The Pentagon’s opposition to the use of active-duty forces is important on several levels.The military leadership may recognize that Trump’s dangerous militarism nearly involved the deployment of U.S. forces against peaceful American protesters. The violent force used against the protesters in Lafayette Square, including National Guard helicopters that employed techniques used against insurgents in Iraq, must have shaken even the most loyal civilian and military officials in the Pentagon.
The military’s challenge to Trump’s misuse of U.S. forces could even lead to a reexamination of the mindless bipartisan support for bloated defense spending. Criticism of Trump from the military, a credible institution, could assist groups seeing to expand the popular opposition to Trump. Finally, Trump’s actions and rhetoric point to the importance of reversing his efforts to expand the War on Terror to U.S. soil by exaggerating the role of leftist groups such as Antifa. Attorney General William Barr’s linkage of Antifa to “domestic terrorism,” which must be “treated accordingly,” could be preparing the ground for such an expansion.
Trump has managed to weaken most of the guardrails that protect our fragile democracy from authoritarian leanings. He has neutered the entire Republican leadership; captured the command of the Senate; used the appointment of a lapdog attorney general to politicize the Department of Justice; selected a record number of conservative judges and created the most conservative Supreme Court in history; hollowed out some of the consequential departments and agencies of government; politicized the intelligence community; and illegally fired important inspectors general throughout the bureaucracy. In crossing swords with the U.S. military, however, he has alienated some segments of the conservative community and has finally alerted the entire country to the political threat that he represents to U.S. governance and even democracy.

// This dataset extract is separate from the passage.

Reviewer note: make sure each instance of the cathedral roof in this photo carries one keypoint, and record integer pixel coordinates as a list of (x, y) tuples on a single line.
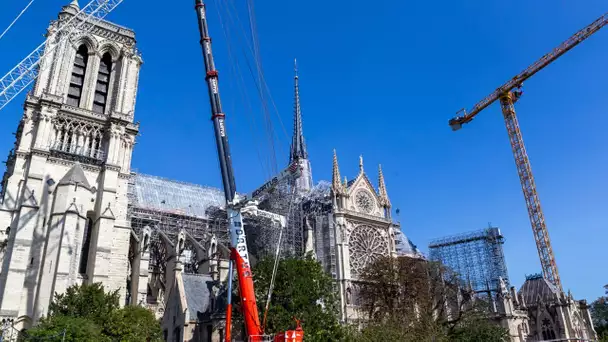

Neither Esper nor Milley attended Trump’s commencement address last Saturday at West Point, where he distorted his own record on funding the Pentagon and ending “endless wars,” and made no mention of his dispute with the military over renaming U.S. Army bases throughout the South. Trump co-opted the military from the very start with a sweeping expansion of all land, sea, and air assets as well as an unnecessary modernization of nuclear forces and creation of a Space Force. The fact that Trump’s military spending has never been linked to a military strategy is one more problem that his successor will face. Trump’s militarism has been abetted by the national veneration of force for political uses, but the military’s challenge to Trump’s excessive use of the military for domestic reasons could bring a seminal shift in U.S. attitudes.
The widespread call for fundamental change in our political, economic, and social policies may ultimately inspire a new generation of voters and end the cynicism that has dominated political debates in the past several years and helped elect an arrogant and ignorant president. The separation of the professional military from the authoritarian policies of the Trump administration could restore faith in U.S. governance.